BODY SHAMING
- Emilie Moorby
- Sep 13, 2018
- 3 min read

We're all guilty of it, whether it is towards someone else or about ourselves we have all body shamed at some point in our lives, probably at some point this week, or even today. But what we must remember is that it isn't our responsibility to be beautiful, we are not alive for that purpose. Our existence isn't determined by how desirable we are.
Messages from the media often imply that we should want to change and that we should care about being that bit slimmer, that little bit more tanned and that little bit more fashionable. If we don't adhere to these should's, these expectations then we worry about being judged, being the target of others body shaming us. No matter how body shaming manifests itself it all comes down to the same idea, that people should be judged solely on how they present themselves externally.

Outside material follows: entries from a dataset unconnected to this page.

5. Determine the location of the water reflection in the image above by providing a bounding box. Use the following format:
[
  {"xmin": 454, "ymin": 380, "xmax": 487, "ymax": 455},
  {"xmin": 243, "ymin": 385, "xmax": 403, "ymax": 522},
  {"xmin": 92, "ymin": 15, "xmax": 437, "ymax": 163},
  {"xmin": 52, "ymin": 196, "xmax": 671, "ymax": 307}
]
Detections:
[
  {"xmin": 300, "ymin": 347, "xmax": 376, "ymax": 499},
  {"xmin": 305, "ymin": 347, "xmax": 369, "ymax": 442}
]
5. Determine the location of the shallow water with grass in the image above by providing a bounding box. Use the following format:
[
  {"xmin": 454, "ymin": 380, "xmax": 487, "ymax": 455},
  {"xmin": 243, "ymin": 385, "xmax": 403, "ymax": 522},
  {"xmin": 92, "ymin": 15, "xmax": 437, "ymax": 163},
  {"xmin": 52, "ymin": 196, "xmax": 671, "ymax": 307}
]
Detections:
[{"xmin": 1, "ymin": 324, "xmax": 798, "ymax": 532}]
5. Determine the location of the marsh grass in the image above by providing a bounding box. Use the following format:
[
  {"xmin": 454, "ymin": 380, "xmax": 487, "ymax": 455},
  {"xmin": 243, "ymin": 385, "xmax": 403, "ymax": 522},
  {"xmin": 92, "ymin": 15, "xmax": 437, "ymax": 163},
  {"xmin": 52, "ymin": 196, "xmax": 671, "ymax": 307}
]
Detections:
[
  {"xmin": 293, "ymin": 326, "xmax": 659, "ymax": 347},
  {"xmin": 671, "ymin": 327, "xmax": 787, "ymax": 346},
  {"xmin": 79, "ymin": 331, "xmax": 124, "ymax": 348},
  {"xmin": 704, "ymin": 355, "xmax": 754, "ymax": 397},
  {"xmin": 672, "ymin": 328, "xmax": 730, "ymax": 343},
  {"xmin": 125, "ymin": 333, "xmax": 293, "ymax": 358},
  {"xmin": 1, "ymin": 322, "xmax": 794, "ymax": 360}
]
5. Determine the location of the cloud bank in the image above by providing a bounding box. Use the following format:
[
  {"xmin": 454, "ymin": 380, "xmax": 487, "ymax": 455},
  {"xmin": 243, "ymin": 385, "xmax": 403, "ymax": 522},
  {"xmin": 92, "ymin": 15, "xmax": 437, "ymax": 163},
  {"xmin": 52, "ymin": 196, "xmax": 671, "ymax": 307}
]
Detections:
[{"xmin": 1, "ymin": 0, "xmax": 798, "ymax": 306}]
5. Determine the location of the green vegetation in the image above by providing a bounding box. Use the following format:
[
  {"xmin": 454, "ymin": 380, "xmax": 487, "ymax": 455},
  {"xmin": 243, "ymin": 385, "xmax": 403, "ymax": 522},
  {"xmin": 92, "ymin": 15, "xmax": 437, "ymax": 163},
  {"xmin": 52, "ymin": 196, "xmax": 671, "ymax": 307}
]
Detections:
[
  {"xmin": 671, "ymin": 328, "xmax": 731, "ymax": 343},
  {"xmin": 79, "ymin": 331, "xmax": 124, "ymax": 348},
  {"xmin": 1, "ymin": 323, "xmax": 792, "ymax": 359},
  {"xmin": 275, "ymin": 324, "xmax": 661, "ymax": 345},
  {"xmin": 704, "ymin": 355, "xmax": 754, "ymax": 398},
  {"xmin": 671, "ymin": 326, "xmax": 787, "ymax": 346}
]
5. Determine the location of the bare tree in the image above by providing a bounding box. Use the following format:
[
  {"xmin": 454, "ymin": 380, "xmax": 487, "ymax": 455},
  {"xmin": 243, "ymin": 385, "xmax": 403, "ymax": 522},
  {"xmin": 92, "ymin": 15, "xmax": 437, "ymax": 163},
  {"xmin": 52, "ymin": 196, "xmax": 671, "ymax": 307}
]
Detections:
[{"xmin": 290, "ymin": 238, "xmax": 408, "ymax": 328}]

Growing up I was always told, 'How you make others feel about themselves says a lot about you.'
We spend a lot of time criticizing each other and it comes from our own insecurities. I spent years stuck in that mindset. I would look for faults in other peoples bodies so that I could justify my own. I wanted people to be a little fatter than me, dress a little worse than me and have dodgy roots because then I would feel better about myself. It wasn't just others I would criticize I would practice the act of body shaming daily or even hourly alone in my bedroom and pick at all of my faults turning them into mantras, affirming I was fat, ugly and undesirable like they were the only things that gave my life any value. People who make fun of others usually can't think of a single good thing to say about themselves.
I am happy to say these days I love myself a little more but I am still a little insecure at times and those are the days when I look in the mirror and I say, you are not perfect but you are enough. You live your life with good intentions and that is what makes you a good person, not what you wear, how much you weight or ho pale you are. I also have learned to respect people's individuality. We were all born unique, we all have different body shapes, skin tones and hair colours. We all express ourselves differently be it how we dress, decorate our bodies or chose what lifestyle we want to follow.
Be body positive, be body confident, love your personality, wear the clothes you want, eat what you want, listen to you music you want, speak out about what matters to you. Confidence although in some areas will attract criticism will also bring you respect. Standing up for you values and what you believe in and believing in yourself will increase your self respect, elevate your confidence and lead to a happier life. Your body is amazing and you should love it and you should remind yourself everyday of how much you love it. How you look does not determine your existence.
Start today, start with one small step and find just one thing you like about yourself and focus on that, and as the days go by find more and build up a collection that outnumbers the bits you hate.